Use the wrong type of quote.
Use a variable you haven't declared.
Just type in some rubbish!
The aim is to make it easier to work out what has gone wrong when you
make some accidental mistakes for real. Try to finish this by the end
of the first hour of the lab class.
You can copy-and-paste code from the on-line lecture notes
for this part, but not for the assignments below.
Assignments
Write a program to demonstrate the mathematical identity:
log(x*y/z) = log(x) + log(y) - log(z)
Be sure to include a test at the end to demonstrate
that it worked (i.e. print out the difference between the
two "identical" expressions).
Start a new project for the second assignment. Remember
to use the
@Exeter Physics template, not the empty one.
If there is no main.c file you have chosen the
wrong template!
Write a program to find a solution to a quadratic
equation.
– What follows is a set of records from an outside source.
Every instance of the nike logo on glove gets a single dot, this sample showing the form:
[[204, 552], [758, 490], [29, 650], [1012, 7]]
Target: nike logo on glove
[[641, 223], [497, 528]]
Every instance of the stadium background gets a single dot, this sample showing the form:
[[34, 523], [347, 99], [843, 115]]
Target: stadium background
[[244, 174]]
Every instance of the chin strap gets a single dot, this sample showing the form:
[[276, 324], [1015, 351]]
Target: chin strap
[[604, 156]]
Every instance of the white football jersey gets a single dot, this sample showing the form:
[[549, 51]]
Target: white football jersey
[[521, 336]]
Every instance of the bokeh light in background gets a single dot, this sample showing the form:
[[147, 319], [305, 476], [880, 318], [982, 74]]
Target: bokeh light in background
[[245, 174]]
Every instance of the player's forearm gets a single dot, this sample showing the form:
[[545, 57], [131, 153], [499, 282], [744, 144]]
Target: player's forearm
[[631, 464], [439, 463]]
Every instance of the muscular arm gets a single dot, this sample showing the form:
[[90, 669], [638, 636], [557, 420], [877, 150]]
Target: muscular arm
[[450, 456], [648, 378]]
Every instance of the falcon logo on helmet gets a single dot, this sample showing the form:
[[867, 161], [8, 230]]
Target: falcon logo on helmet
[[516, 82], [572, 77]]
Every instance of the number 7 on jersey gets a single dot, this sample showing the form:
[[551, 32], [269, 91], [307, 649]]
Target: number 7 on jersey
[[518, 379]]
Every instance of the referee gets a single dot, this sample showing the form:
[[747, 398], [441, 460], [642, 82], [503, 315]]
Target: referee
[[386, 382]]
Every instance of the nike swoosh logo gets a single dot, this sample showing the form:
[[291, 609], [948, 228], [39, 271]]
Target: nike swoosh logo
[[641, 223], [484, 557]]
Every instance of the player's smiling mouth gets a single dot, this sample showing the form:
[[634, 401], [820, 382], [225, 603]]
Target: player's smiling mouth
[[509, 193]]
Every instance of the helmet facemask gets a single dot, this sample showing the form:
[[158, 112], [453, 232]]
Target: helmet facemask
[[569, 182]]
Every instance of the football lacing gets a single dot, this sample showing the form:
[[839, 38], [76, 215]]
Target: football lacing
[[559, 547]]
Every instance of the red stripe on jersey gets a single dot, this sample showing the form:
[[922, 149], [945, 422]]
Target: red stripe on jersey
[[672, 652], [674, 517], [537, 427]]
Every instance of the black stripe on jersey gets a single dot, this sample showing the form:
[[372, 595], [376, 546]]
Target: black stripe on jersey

Choose paramaters such that the discriminant is positive,
i.e. that the solutions are real. You need only calculate one of the
roots but you must, of course, print out the value of the equation
for that root to check that the value is indeed (approximately) zero.
The nominal time allowed for this is the second hour of the lab class
plus at least three hours of out-of-class work. This isn't a lot to do
in this time, so be sure to obey the mega-rule. See all of the points
we made at the end of the example program at the end of the lecture
and make sure your indentation is correct, which should be easy
in this case.
We are looking for a relatively small amount of
high-quality work.
Check your code is indented properly.
You should bring your printed-out programs to next week's class
for marking.
If you get stuck email your code to me as plain text (copy and
paste it into your email).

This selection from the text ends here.